Service tonight was AMAZING!!!! Actually, all day was tubular. This morning in service, we just praised and praised and praised...lol, we actually missed sunday school. Tonight was just as incredibly awesome, Joe almost got the Holy Ghost...he just has to learn to yield to what the Holy Ghost wants and he'll get it! We had prayer meeting before night services (ya know, gas being so high and the fact that nobody from the church in Bearden actually lives in Bearden)..and it was so sweet!! Adrionna (3) and Haylie (turned 2 today) were praying with us. I had Haylie in my lap and she got down when Bro. Adam got in the "prayer chair" and put her little hand on his knee and scrunched up her face and prayed for him, then saw his wife sitting in the floor with her hand on his foot, and put her hand on his foot and kept praying, and then back on his knee with her scrunced face. it was so sweet!!!! Adrionna kept getting back up in the chair and saying "pray for me!" and was going up and laying hands on people and praying for them too, it was so sweet!!
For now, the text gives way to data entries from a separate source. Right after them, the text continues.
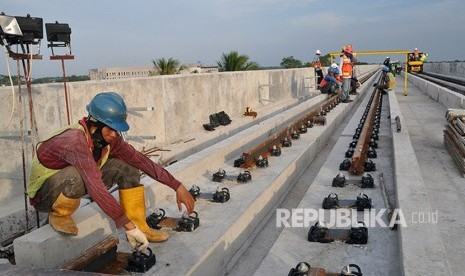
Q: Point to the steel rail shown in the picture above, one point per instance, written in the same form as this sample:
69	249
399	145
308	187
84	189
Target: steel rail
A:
361	149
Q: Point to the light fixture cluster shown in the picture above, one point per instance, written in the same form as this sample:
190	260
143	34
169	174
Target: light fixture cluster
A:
28	30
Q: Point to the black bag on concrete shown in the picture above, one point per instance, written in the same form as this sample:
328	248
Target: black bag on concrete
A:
214	120
208	127
223	118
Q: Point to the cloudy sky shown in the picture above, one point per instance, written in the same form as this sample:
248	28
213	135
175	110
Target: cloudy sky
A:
132	33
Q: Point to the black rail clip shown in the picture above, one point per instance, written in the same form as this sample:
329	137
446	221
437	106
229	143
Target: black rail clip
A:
339	180
154	219
244	177
351	270
367	181
359	234
331	202
370	166
287	143
188	223
301	269
262	162
219	175
221	195
275	151
295	135
240	161
345	165
363	202
141	262
194	191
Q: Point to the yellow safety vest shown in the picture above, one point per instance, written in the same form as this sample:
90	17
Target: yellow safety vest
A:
346	67
392	81
40	173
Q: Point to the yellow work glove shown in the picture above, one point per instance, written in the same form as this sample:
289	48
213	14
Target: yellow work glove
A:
135	237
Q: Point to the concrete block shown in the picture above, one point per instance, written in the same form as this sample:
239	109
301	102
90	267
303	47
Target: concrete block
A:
47	249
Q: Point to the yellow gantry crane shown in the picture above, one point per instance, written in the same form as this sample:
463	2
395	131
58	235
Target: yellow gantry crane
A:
381	52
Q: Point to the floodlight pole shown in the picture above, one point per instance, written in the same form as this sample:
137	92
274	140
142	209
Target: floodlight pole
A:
63	58
23	57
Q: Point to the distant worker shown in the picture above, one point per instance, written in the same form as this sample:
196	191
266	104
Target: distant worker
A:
392	68
90	157
387	62
346	67
388	79
416	54
331	83
423	57
317	66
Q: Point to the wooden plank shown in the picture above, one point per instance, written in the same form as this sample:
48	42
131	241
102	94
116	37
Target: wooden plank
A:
92	255
459	124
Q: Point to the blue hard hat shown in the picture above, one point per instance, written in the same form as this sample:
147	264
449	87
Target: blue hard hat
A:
109	108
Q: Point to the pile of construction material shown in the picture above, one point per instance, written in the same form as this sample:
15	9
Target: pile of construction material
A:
454	136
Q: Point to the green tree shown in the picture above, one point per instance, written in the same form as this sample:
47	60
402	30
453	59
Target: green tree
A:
290	62
235	62
164	66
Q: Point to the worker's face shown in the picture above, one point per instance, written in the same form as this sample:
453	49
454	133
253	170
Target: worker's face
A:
109	134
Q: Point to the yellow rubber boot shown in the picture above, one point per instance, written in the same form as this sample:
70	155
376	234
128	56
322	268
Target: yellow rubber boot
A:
60	216
133	203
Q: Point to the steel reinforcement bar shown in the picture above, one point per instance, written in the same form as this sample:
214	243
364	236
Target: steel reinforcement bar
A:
360	152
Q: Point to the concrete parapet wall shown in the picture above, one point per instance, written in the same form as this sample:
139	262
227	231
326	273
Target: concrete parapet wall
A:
456	69
421	246
448	98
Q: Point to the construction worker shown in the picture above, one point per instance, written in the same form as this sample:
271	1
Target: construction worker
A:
389	81
423	57
90	157
416	54
387	62
331	82
317	66
346	70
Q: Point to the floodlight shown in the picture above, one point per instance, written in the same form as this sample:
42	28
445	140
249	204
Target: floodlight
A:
9	26
32	29
58	32
58	35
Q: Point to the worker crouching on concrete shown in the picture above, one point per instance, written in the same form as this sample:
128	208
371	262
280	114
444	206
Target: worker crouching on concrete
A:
389	81
346	66
330	84
89	157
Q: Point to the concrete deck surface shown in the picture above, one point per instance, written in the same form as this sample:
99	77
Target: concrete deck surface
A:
275	250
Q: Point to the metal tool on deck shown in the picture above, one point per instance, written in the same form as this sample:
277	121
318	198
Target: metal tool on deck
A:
244	177
141	262
186	223
361	203
221	195
366	181
355	235
102	258
304	269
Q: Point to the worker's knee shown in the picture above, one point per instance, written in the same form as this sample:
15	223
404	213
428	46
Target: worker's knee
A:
121	173
71	181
Okay, so here's just a little background information. I go to the Lighthouse of Hope Apostolic church of Bearden, Arkansas. We're really really tiny and we're independent (meaning not UPC, ACJC, ALJC, PAW, or anything else). We usually run somewhere around 20 people. There's my pastor and his wife (aka, Pastor and Mama Givens) and their daughter Suzie, who is also my bestest friend ever. They have a son named James Jr who is married to Jodie recently and has 4 stepkids now, Blake, Bryce, Briar, and Brennan (Jodie's first marraige). Then there's Courtney and Adam, married for 7 years, i think...Courtney was married to Mama Givens nephew and he was adulterous, so they split and she married Adam. Adam is the adopted son of Bro. George, who sits in the back all the time. Next is Joe and Cassie, Joe is Pastor and Mama Givens nephew, he's still trying to get the Holy Ghost, he's only been in church a year, and Cassie is Suzie's friend from ages ago and my friend too. She backslid and got pregnant with Adrionna (Adrie) and she's back in church now, doing wonderfully, They're married and have another daughter, Haylie, (Hayhay) and another on the way, she's due in January. They're madly in love, even though they fight like an old married couple. I'm friends with both Joe and Cassie and i absolutley love babysitting the girls. My nickname Kakkawee came from haylie who couldn't say my name right. She can say it now, but the name stuck. Anyway, in continuance, There's me, who has been in church for three years and my mother who has been in church almost one year now. Tiffany, my college roommate and Sisterhood sister, has had the Holy Ghost three weeks now and comes occasionally when she can, and lastly, but certianly not leastly, Mother Teresa and Bro. Eddie.....we call her Mother Teresa (or more appropriatley Mudda Resa) cause Sister Teresa sounded so strange and she suggested it so it stuck!. They're in and out, and i don't i've ever seen a couple so plagued by bad things!. That's another story though. We have more that come and go, but i'll talk about them later. We're just a little home missions church in the middle of this little podunk town, which i love even though i don't live there.

I think that's all i'll write for now. Later!